Intelligence too cheap to meter
The theme of this week was cheap models. OpenAI released GPT-4o mini, performing nearly as well GPT-4o, itself released only a couple months ago, pricing inference at $0.60/M output tokens. DeepSeek released an updated checkpoint of their model, charging only $0.28/M output tokens. And we, of course, updated Llama3 70B to be competitive with both of these, which Together.ai is serving for $0.54/M output tokens.
To put this in context, 1M output tokens represents about 2,500 pages of text or the entirety of the King James bible. An approximation of this work that took 47 people and 7 years to write, can be yours for less than a dollar in a few minutes (assuming that you quickly scraped the web for the source documents).
Inference prices have fallen >100x since GPT-4 was first released 14 months ago with marginal impact on quality. Even if this trend halts, which I think is unlikely, the economics behind these models now makes entirely new business models or interactions with computers possible. I think that for the first time, we have a line of sight to a world where it is feasible for every experience to be perfectly personalized and generated on the fly for each user.
So physics really is the hardest science
I worked in an interdisciplinary lab in grad school studying gels in the chemical engineering department. I studied physics as an undergrad and one of the postdocs was a biologist. No matter how hard I tried, I could never convince him that physics was a harder science (both in terms of difficulty and rigor). While looking back, this was a bratty thing to inflict upon a forever biology postdoc, but thanks to the Llama 3 paper, I finally have the evidence I need to support my claim.
We fed subject specific AP tests to various flavors of Llamas, GPTs, Claudes, and Nemotron and saw some clear trends emerge. All the models can saturate or nearly so the AP Biology exam, but even the best performer, our own Llama 3 405B scores only 93% on Physics. However, the liberal arts folks may have the last laugh. AP art history earns the lowest high score and seems to uniformly challenge all the models.
Llama3 405B dazzles the Scale private evals and OpenAI hacks the Chatbot Arena
We’ve spent a lot of time talking about the challenges of evals in this newsletter [1, 2, 3, 4, 5, 6, and more]. I wanted to point out two interesting ones this week.
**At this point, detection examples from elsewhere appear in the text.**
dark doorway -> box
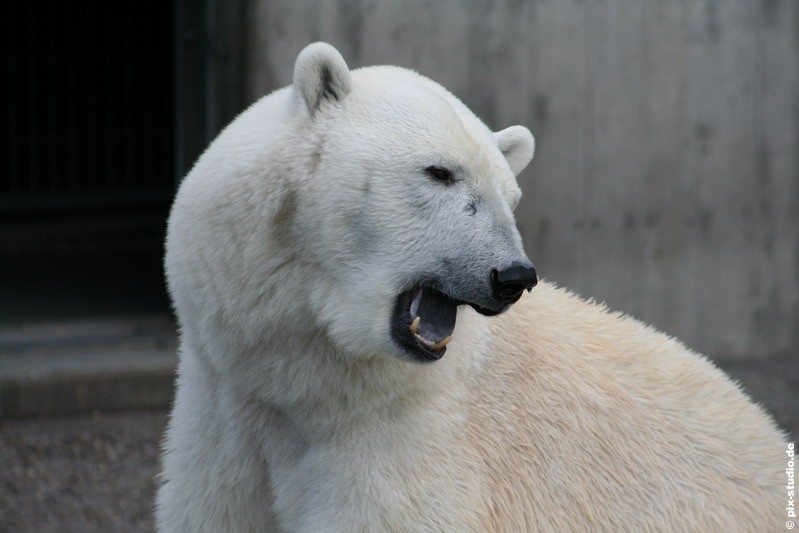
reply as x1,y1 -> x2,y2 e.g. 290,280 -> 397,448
0,0 -> 176,327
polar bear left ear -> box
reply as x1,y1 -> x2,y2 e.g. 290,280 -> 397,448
494,126 -> 535,176
294,43 -> 352,115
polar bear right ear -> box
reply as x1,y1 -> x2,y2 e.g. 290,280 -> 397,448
494,126 -> 535,176
294,42 -> 352,115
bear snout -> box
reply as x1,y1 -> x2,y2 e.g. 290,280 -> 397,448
491,261 -> 538,305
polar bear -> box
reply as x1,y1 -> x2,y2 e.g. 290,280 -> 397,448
157,43 -> 786,532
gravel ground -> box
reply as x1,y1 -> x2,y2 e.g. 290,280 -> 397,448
0,357 -> 799,533
0,411 -> 166,533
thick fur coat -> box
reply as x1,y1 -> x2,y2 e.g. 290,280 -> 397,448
157,43 -> 785,533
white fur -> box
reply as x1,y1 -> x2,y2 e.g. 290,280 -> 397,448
157,44 -> 785,532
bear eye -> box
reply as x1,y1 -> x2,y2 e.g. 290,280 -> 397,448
424,166 -> 455,185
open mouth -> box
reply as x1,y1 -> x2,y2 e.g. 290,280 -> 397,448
391,283 -> 504,362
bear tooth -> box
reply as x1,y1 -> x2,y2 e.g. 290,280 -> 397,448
413,333 -> 435,348
433,335 -> 452,350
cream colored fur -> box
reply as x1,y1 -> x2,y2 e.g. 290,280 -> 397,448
157,44 -> 785,533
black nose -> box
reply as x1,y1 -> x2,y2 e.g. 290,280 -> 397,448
491,263 -> 538,303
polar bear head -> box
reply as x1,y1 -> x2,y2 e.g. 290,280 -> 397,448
166,43 -> 536,375
282,43 -> 536,361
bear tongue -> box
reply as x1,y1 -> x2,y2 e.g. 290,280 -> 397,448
411,289 -> 458,349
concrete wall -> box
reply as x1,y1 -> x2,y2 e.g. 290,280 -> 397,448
248,0 -> 799,357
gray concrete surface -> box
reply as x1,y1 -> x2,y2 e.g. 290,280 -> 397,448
248,0 -> 799,358
0,315 -> 177,419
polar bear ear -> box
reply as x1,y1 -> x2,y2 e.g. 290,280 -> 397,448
294,43 -> 351,115
494,126 -> 535,176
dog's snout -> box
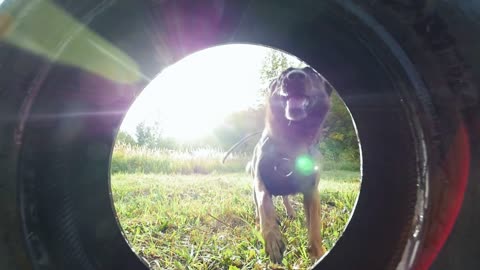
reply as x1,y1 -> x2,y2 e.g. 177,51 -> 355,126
287,70 -> 306,80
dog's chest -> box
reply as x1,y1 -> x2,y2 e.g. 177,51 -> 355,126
258,144 -> 318,195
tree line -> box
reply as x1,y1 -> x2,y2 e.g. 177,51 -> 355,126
117,50 -> 359,163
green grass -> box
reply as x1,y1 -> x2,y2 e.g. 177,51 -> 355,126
111,144 -> 249,174
111,144 -> 359,174
112,172 -> 359,269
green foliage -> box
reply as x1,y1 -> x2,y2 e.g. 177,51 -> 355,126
135,122 -> 177,149
116,131 -> 137,146
260,50 -> 306,97
319,92 -> 360,167
112,171 -> 360,269
110,142 -> 250,174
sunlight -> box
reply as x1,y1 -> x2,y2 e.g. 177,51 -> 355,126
121,45 -> 269,141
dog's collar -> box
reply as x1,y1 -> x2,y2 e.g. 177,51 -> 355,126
262,136 -> 320,178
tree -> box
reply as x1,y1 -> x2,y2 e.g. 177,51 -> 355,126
320,92 -> 360,162
116,131 -> 136,145
135,122 -> 155,148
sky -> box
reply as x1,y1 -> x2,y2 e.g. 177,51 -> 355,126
120,44 -> 276,141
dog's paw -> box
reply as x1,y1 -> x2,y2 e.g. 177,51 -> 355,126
264,230 -> 285,264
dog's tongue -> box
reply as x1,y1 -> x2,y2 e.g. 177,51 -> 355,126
286,97 -> 307,110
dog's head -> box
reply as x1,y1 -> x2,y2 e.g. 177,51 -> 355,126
268,67 -> 331,121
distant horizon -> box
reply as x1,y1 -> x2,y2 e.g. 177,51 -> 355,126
120,44 -> 300,142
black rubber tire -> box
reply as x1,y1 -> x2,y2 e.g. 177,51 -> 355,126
0,0 -> 480,269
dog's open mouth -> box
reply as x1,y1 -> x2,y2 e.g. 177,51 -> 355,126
285,96 -> 309,121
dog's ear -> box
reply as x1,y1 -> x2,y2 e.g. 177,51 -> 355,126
268,79 -> 277,95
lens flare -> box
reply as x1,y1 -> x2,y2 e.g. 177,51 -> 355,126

First, Llama 3 405B earns a the top spot (within the confidence intervals) on the Scale.ai private leaderboards for coding, instruction following, and math. This isn’t surprising to me based on vibes and strong benchmark performance, but it is reassuring to know that we delivered on reputable, private evals that I believe have become the gold standard for evaluating model performance.
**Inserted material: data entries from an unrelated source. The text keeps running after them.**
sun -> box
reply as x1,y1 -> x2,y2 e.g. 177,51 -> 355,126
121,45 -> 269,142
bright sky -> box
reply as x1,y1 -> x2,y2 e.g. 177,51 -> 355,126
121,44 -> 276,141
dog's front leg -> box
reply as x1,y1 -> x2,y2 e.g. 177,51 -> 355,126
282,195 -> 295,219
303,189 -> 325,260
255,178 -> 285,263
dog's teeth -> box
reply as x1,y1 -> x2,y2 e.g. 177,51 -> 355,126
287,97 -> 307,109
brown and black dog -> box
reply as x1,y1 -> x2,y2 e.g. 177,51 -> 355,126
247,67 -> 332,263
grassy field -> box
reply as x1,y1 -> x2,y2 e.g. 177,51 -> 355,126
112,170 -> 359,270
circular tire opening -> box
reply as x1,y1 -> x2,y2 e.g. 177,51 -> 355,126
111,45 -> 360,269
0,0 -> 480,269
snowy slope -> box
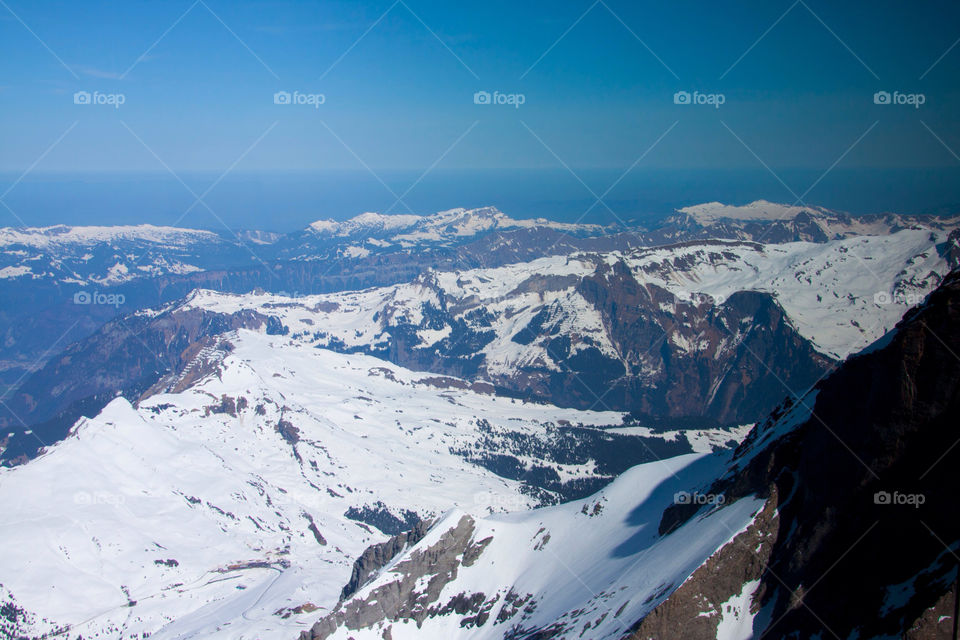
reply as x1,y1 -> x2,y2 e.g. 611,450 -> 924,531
0,224 -> 229,286
190,229 -> 949,370
0,330 -> 720,638
308,207 -> 603,246
306,454 -> 764,640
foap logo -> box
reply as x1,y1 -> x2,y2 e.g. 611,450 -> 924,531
73,91 -> 127,109
273,91 -> 327,109
73,491 -> 126,506
673,491 -> 727,505
873,91 -> 927,109
673,91 -> 727,109
473,91 -> 527,109
873,291 -> 924,307
473,491 -> 530,513
873,491 -> 927,509
73,291 -> 127,307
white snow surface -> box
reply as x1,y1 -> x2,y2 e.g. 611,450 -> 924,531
308,207 -> 603,245
0,224 -> 220,249
624,229 -> 949,359
188,229 -> 949,360
322,454 -> 764,640
0,330 -> 622,639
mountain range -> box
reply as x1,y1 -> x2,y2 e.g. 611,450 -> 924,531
0,201 -> 960,640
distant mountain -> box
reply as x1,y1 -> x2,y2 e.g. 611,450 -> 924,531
301,274 -> 960,640
0,224 -> 951,461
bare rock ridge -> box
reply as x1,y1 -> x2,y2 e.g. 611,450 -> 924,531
630,272 -> 960,640
340,520 -> 433,601
300,515 -> 495,640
Second, GPT-4o-mini takes second (behind GPT-4o and ahead of widely lauded Claude 3.5 Sonnet, online Gemini Advanced, GPT-4-Turbo, and many other strong models) in the Chatbot Arena. Based on vibes and other benchmarks, there is no way that this low-cost new release is really on par (or better) with the others. We suggested that Goodhart’s Law had come for the Arena a few months ago [1, 2, 3], but I now think that we can officially usher in its arrival. It is clear that companies are fitting to the distribution of prompts and users and I believe that this metric has now outlived its usefulness.